Dominic Cummings was writing essays in 2014 describing the UK governance system as an omnishambles with a constant stream of daily disasters - he seems vindicated to me, since this govt is an omnishambles with a constant stream of daily disasters.

https://dominiccummings.com/2014/10/30/the-hollow-men-ii-some-reflections-on-westminster-and-whitehall-dysfunction/

The government was a lot less of an omnishambles before Dominic Cummings sabotaged it by fighting a successful referendum campaign based on lies and impossible promises, and then fighting a successful general election campaign on the basis that the failure to deliver these impossible promises was the result of a shadowy cabal of traitors.

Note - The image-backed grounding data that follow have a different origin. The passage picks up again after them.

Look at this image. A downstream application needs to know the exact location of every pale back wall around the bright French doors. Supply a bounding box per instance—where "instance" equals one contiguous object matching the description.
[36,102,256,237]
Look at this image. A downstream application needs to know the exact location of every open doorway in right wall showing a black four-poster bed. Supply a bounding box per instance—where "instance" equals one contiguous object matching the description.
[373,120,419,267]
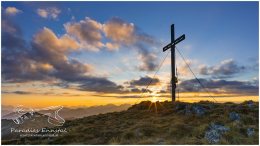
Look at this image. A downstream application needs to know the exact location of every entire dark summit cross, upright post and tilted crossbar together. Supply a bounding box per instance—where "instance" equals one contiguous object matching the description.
[163,24,185,102]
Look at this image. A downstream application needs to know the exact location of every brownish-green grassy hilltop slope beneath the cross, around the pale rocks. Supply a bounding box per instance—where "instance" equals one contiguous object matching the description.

Dominic Cummings is 100% to blame for putting Boris Johnson in power despite knowing that he was unsuited for it - Cummings is entirely open that he did know this, that he thought it was worth the risk in order to gain power for himself, and that he was making plans to remove Boris within days of putting him in power so he had an insurance policy in case he was sacked. Words have meanings and Cummings isn't a traitor, but I frequently struggle not to call him one.